Node Annotations are Only Evaluated on Startup and not Actively Watched During Runtime #676

Feder1co5oave · 2019-02-21T16:41:19Z

On an already existing kubernetes cluster with kube-router successfully running in route reflector mode (rr.server annotation on 3 master nodes, rr.client annotation on all the workers), my workflow for joining new worker nodes is like this (the cluster was created with kubeadm):

for each new node:

run kubeadm join on the node
kubectl annotate node kube-router.io/rr.client=23
restart kube-router on the new node to put them in RR mode

Turns out the nodes previously joined to the cluster will receive routes for all the new nodes, but the new nodes will only receive routes for the "old" nodes. Restarting kube-router on the route reflector nodes solved this issue.

My troubleshooting suggested that whenever a new node joins, the rr server kube-router daemons will peer with that node right away, even before the rr.client annotation gets added to it. Thus, the new peer is assumed to be in full mesh mode even if in fact it will be in RR mode and will only peer with RR servers. BGP route reflector allows for BGP daemons in the same AS to peer in either full-mesh or RR mode. Export policies are such that RR servers will reflect advertisements:

from RR peers to RR peers
from full-mesh peers to RR peers
from RR peers to full-mesh peers
but NOT from full-mesh peers to other full-mesh peers (they're supposed to peer with each other in full-mesh, duh)

So the new nodes, assumed to be forming full-mesh, don't get advertisements about other new nodes.
Restarting RR servers forces them to reload the node list and annotations, and correctly peer with the new nodes in RR mode.

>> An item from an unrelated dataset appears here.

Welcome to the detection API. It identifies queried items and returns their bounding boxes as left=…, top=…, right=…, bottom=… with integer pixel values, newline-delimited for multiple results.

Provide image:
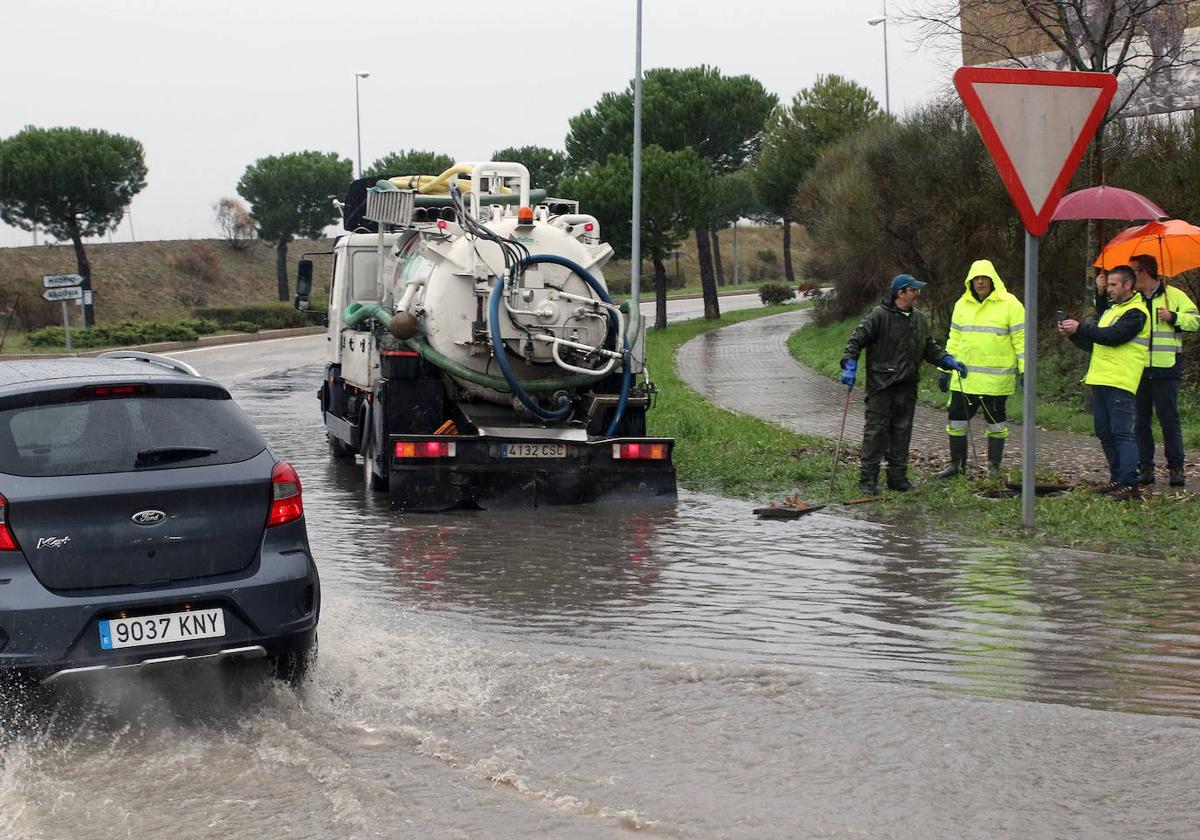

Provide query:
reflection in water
left=236, top=363, right=1200, bottom=719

To fix this, kube-router should watch for annotation changes on nodes, and update its internal information about which nodes are forming full-mesh, and which are joined to a RR cluster.
While waiting for a fix to be implemented, I suggest the workaround to restart RR servers be documented for newcomers!

The text was updated successfully, but these errors were encountered:

aauren · 2020-04-25T06:32:44Z

Closed via #677

ofen · 2020-04-29T13:00:39Z

Is it possible to make it automatically (without manual POD restart)?

murali-reddy · 2020-04-29T14:49:11Z

@ofen reopening as still below make sense to be fixed.

kube-router should watch for annotation changes on nodes, and update its internal information about which nodes are forming full-mesh, and which are joined to a RR cluster.
While waiting for a fix to be implemented, I suggest the workaround to restart RR servers be documented for newcomers!

zhaixigui · 2020-08-19T16:51:00Z

Why can't it automatically recognize the newly added node? And to propagate routing。Why have to do such a dangerous operation to kill RR?

zhaixigui · 2020-08-19T16:54:27Z

Do we have any choice but to kill the RR?

Feder1co5oave · 2020-08-19T16:55:31Z

@zhaixigui the new nodes are recognized, but they are assumed to be in full mesh mode, and there's no clean way to do the switch to RR mode other than restart kube-router on both RR server and client to reload the nodes' information.

Killing RR servers should not bring any disruption as long as you enabled soft-restart. I've done it several times without any repercussions.

zhaixigui · 2020-08-19T18:00:54Z

@Feder1co5oave a bad idea？ when the RR server watched a ”kube-router.io/rr.client=42“ annotation from
most recently joined node. it first calls method DeleteNeighbor to delete this node, and then calls method AddNeighbor to add this node as RR client, and RR will automatically propagate this route ？

zhaixigui · 2020-08-20T02:31:11Z

@zhaixigui the new nodes are recognized, but they are assumed to be in full mesh mode, and there's no clean way to do the switch to RR mode other than restart kube-router on both RR server and client to reload the nodes' information.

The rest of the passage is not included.